You may have noted that the question never mentions Holy Scripture, which teaches “For anyone who eats and drinks without discerning the body eats and drinks judgment on himself.” (ESV) It never asks how a pastor understands the small catechism, which explains “that person is truly worthy and well prepared who has faith in these words, ‘given and shed for you for the forgiveness of sins’… the words ‘for you’ require all hearts to believe.” It doesn’t ask how the pastor goes about teaching the precious doctrine of closed communion in his parish, and how he works with his officers (elders, ushers, etc.) to gently and pastorally implement it on a Sunday morning. Imagine if it did! Imagine if, instead of this procedural policy question, a pastor got to answer this “How do you patiently instruct your congregation in the proper teaching and practice of closed communion?” and then got to follow up by answering this question, “If an unknown visitor comes to your church on a Sunday morning, what happens?” Oh, the glory of such questions! An opportunity to confess the truth and beauty of God’s word, and to speak about how that word works itself out in the life of the church! I long for a church where those questions are asked of pastoral candidates!

Instead, and this shocks me every time I read it:


Of course, in one sense, that’s something we do need to know. Do you teach what the word of God teaches? But “what is your preference…” is a weak and weaselly way to ask that. And here’s where corruption – like rust or leaven – spreads: This is sent to calling congregations so they can see how pastors answer the questions. Members see this while they are literally “sheep without a shepherd.” They learn that closed communion is a preference. And then a new pastor comes in – this has happened – and they immediately try to talk the pastor into abandoning closed communion. After all, the district thinks its ok. It’s only just a preference and a policy and a resolution of synod. It doesn’t have anything to do with the actual words that came from the mouth of Jesus on the night he was betrayed? If it were that important, surely the district would not ask about preferences. It’s just some silly policy the LCMS has. If it were more, surely the district would have quoted the Word of God.

Members have left the church over this. I don’t mean over closed communion itself – although people have left over that. But over the synod’s treating it like a preference. And people have been mislead by this corruption to think that closed communion is really just a hang up the pastor himself has – and if he has the hang up, my local *insert local community church that isn’t LCMS here* church doesn’t have that hang up. So I’ll just start going there. Maybe I stay on the roles here until they remove me, maybe I see if this guy sticks around. Maybe I let key members know that if he leaves, I come back.
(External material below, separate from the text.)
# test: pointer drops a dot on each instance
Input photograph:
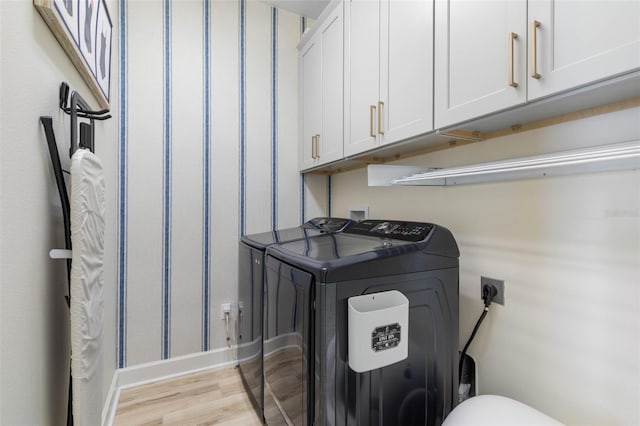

These are not hypotheticals. I have seen them happen, and not just in the congregations where I have served. Districts that attempt to be faithful to the Word of God regarding closed communion are corrupting the very congregations they are trying to keep faithful. It is diabolical, in the truest sense – it originates with demons who can only lie about our Lord and his Word.

Closed communion isn’t the only time the SET form asks about preferences for things which are clearly taught in the Word of God. Those questions are, to me, the clearest sign that our synod is not united in doctrine. The proper word for that – and one that synod officials get the vapors if you use about the LCMS – is heterodoxy. Those questions are a blight for faithful pastors and congregations. They cause division and corruption even among the faithful, and the questions continue to be asked year after year, continue to be answered year after year, continue to be sent to sheep who are led astray – not by the answer, but by the questions themselves – year after year.

That’s why I say we are asking for God’s judgment in this. Jesus had a few choice words in John about those who teach and promote lies in His name. We should probably heed those words and repent. And, just as a matter of timing, it’s better to do that sooner, rather than later.